Na década de 70, bastava alguém fazer um trabalho tido como anti-comercial, anti-sistema, etc, que o rótulo “maldito” já vinha colocado ao lado do nome da figurinha. Gonzaguinha quase entrou nessa, Luiz Melodia entrou, Walter Franco também, Caetano & Gil tiveram sua pecha de maldição e vai por aí. Existem discos raríssimos de “malditos” (como a discografia inicial de Jards Macalé, que praticamente iniciou a dinastia com sua aparição num antigo festival da Globo) que nunca saíram em CD e que pertencem a uma discografia não-oficial na MPB e do pop/rock brazuca nessa época – e que foram fundamentais para que, por vias tortas, até mesmo o trabalho de bandas como Camisa de Venus, Mundo Livre S/A e Raimundos fosse mais aceito.


A Universal, na recém-lançada série Estréia, andou relançando uma série de discos fundamntais para se entender os descaminhos da nossa música: estão lá o primeiro disco de Eduardo Dusek (Olhar brasileiro), o primeiro de Rita Lee (Build up), o primeiro dos Mutantes, de Tim Maia, etc. Uma pena que não tenha sido possível para a gravadora reservar mais discos para distribuir à imprensa de modo geral. Um dos lançamentos que mais vale a pena enforcar, até pelo seu caráter de atualidade, é o primeiro LP do então escritor, filósofo e cantor bissexto Jorge Mautner. Jorge recentemente voltou ao disco e ao cast da Universal com “Eu não peço desculpa”, gravado ao lado de Caetano Veloso – responsável, aliás por este primeiro disco, tanto que o baiano assina o texto da contra-capa e compõe em parceria com Mautner – e sua primeira investida de peso no mercado fonográfico brasileiro está completando 30 anos. Antes Jorge tinha gravado um recolhido e obscuro single com a faixa “Radioatividade”, em 1965, que só ajudou a espalhar por aí a fama de polêmico, maldito, “comunista”, “terrorista”, etc.

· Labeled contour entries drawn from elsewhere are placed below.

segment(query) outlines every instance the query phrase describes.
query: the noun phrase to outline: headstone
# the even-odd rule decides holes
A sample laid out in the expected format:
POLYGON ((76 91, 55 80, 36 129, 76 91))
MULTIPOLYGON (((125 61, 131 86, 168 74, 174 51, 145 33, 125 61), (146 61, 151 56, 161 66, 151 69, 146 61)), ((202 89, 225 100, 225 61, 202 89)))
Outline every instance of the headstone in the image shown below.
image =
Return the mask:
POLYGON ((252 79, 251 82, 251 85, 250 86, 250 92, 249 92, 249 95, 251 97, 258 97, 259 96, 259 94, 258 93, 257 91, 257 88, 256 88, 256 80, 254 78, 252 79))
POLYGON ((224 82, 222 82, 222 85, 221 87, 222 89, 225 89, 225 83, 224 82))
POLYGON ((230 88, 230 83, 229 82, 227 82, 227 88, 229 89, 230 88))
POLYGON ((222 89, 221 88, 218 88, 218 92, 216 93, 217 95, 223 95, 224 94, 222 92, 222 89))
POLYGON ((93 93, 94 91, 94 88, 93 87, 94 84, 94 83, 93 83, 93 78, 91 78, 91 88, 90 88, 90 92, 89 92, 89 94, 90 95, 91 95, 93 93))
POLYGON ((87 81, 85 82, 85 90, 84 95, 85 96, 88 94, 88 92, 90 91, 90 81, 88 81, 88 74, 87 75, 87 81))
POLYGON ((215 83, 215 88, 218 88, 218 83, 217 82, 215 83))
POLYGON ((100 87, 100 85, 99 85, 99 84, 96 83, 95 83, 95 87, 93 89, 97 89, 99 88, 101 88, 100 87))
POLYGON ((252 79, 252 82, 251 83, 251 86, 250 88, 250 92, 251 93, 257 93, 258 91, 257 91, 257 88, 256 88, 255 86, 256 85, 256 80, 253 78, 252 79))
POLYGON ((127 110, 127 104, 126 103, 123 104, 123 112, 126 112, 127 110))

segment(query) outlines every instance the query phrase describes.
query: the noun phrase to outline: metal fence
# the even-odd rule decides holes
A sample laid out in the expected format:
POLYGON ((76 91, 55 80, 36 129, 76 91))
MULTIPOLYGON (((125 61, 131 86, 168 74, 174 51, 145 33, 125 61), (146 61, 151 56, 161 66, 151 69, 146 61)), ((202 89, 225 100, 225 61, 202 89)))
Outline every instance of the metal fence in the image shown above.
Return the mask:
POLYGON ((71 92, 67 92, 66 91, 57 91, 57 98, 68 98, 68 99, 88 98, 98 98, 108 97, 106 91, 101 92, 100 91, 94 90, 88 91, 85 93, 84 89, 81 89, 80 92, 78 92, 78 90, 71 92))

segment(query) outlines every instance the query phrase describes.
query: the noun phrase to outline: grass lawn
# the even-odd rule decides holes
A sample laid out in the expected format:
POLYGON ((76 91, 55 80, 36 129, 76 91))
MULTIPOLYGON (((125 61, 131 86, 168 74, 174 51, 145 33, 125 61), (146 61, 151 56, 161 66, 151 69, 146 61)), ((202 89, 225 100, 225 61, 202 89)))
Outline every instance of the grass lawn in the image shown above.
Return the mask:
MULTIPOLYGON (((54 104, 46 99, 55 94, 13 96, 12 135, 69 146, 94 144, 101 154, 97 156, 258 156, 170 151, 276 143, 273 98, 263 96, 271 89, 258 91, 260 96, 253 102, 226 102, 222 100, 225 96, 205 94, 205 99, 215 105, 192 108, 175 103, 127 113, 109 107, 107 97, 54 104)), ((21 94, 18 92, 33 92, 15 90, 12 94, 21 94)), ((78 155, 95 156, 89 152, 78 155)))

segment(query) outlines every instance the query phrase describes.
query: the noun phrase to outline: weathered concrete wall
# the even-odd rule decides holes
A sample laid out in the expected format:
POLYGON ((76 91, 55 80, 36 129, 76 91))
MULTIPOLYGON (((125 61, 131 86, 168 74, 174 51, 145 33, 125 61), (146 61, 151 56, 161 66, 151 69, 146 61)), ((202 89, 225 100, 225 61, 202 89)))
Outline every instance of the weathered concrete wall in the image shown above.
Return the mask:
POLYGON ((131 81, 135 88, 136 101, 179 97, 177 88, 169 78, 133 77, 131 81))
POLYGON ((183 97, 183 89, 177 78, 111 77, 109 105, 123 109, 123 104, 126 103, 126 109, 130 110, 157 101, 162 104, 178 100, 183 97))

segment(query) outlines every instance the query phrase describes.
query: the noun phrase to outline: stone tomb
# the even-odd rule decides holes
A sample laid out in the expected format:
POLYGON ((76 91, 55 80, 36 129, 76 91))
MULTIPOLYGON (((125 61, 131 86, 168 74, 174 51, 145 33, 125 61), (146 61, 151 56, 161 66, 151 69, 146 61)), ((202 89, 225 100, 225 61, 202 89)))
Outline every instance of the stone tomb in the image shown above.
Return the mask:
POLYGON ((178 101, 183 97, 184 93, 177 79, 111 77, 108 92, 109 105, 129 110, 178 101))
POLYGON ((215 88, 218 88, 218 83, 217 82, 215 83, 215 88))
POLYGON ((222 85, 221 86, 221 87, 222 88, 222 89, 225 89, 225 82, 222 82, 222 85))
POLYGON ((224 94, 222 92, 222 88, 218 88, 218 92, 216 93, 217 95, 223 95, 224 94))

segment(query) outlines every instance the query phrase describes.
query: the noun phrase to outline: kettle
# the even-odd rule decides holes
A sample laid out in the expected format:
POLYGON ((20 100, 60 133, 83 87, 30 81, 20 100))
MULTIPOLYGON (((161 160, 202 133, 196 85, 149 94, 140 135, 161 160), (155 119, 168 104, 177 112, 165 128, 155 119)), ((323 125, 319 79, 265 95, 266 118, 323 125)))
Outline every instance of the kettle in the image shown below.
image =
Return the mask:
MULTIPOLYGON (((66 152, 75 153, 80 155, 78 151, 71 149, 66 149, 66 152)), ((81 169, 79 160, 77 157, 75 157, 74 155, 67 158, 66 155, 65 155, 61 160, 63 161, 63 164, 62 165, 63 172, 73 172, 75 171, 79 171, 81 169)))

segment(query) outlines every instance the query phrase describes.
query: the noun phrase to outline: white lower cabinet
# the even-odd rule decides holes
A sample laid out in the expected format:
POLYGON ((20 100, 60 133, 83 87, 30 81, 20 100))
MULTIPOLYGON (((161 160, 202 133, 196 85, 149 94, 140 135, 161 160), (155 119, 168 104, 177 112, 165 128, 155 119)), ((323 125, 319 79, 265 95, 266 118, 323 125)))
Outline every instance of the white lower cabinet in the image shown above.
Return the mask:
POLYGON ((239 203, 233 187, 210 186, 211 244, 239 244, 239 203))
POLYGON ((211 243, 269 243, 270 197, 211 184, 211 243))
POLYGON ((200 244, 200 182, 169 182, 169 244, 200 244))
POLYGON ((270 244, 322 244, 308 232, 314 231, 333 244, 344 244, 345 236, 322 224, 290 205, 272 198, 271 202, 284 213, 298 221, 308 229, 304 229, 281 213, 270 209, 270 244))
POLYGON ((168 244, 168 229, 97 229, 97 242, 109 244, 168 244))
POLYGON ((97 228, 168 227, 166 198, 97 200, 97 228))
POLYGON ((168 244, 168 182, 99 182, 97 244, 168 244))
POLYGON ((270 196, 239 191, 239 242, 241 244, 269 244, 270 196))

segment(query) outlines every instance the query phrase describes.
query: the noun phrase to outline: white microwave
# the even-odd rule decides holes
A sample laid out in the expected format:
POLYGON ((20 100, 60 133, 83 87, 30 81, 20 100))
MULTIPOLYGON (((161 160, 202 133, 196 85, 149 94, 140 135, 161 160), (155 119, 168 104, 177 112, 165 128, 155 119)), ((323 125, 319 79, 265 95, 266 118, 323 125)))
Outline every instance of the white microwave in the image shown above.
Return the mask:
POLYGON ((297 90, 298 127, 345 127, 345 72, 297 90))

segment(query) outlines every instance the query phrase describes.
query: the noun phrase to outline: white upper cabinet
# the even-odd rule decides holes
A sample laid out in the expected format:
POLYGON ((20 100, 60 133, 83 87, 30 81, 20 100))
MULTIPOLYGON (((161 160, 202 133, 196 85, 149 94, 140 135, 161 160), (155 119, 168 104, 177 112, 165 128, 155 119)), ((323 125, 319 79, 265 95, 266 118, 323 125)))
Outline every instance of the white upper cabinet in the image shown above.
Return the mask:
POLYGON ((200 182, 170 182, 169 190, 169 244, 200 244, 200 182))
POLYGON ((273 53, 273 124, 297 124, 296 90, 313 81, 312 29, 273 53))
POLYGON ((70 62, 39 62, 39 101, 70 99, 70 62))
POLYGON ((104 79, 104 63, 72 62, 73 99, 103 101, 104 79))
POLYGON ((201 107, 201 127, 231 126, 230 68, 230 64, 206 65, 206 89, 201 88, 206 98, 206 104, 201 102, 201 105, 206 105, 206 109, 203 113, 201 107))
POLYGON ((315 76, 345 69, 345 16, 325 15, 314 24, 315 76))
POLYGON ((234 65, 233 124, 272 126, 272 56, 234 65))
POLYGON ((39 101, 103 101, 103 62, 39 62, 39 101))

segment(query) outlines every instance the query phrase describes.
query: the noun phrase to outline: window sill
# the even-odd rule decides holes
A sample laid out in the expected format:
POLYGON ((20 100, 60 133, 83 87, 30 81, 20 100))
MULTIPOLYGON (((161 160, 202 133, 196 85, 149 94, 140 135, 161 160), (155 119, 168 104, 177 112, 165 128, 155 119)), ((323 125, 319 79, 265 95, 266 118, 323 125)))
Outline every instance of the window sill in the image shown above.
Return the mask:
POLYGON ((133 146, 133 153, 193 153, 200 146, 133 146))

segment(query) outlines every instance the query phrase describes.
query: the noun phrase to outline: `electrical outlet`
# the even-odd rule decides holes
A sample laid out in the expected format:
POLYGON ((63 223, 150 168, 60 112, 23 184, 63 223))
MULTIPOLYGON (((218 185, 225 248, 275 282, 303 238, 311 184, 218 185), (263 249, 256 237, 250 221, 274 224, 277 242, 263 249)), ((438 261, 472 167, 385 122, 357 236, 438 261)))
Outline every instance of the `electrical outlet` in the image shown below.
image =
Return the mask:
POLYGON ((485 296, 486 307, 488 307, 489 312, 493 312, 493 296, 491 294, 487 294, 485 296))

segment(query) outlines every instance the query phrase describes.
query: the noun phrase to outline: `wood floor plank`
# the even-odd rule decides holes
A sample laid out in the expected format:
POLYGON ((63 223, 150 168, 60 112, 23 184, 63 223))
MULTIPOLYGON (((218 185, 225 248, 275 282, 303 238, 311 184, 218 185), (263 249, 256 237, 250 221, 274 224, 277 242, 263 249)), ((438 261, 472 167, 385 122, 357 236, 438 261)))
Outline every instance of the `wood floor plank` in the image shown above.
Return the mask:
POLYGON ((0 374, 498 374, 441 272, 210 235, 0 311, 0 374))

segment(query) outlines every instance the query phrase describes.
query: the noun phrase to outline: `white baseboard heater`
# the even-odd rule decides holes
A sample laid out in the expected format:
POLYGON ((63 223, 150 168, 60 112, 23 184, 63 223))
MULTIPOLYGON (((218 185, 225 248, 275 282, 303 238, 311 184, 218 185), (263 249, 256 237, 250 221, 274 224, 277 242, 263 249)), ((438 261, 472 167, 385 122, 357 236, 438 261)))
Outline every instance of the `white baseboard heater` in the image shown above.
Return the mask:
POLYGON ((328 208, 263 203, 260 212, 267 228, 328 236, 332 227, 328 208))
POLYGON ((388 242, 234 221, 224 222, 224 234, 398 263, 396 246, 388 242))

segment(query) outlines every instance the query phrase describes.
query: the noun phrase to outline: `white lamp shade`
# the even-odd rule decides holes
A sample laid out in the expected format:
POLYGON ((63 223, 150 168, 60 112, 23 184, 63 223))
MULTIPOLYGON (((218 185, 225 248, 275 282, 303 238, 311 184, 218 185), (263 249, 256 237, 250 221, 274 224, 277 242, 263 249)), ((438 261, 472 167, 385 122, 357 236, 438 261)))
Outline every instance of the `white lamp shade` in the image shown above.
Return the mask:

Lançado logo após Mautner voltar do exterior, “Para iluminar a cidade” (é este o nome) soa como uma conspiração a favor. Jorge ficou amigo de Gil e Caetano no exílio londrino dos baianos, foi levado por Caetano e André Midani para a Philips e teve seu primeiro LP lançado sob os auspícios de Nelson Motta – agitador, na época, do selo Pirata, que (conforme conta o texto de Marcelo Fróes no informativo encarte no CD), lançava discos feito pela metade do preço. O som do disco realmente é algo curioso: gravado ao vivo no teatro carioca Opinião, “Para iluminar a cidade” tem quase todas as suas músicas terminadas com um “fade” rude, que corta as faixas no meio e ainda pega solos dos músicos e frases das letras. A platéia só se manifesta na irônica versão do tema folclórico “Sapo cururu” (isso mesmo, “Sapo cururu”) que fecha o LP e cujo verso “ah como é bonita/ a bandeira brasileira” provoca risos e palmas.


Com uma capacidade de construir melodias desconstruídas e letras irônicas tão grande quanto a de Tom Zé (tendo a vantagem que Jorge consegue, se quiser, soar pop e descompromissado), Mautner compõe músicas como o quase-maracatu-atômico “Super mulher”, o belo blues “Sheridan Square”… mas o grande destaque é mesmo a história em quadrinhos musicada “Quero ser locomotiva”. Foi um dos maiores sucessos de Mautner na época, chegando a ser gravada por Wanderléa (isso mesmo, Wanderléa) num dos discos que a cantora lançou pela Philips na década de 70 – era a época em que os artistas da jovem guarda tentavam pegar sua parte na linha evolutiva da MPB, sendo que nem todos arumaram espaço no panorama que viria depois.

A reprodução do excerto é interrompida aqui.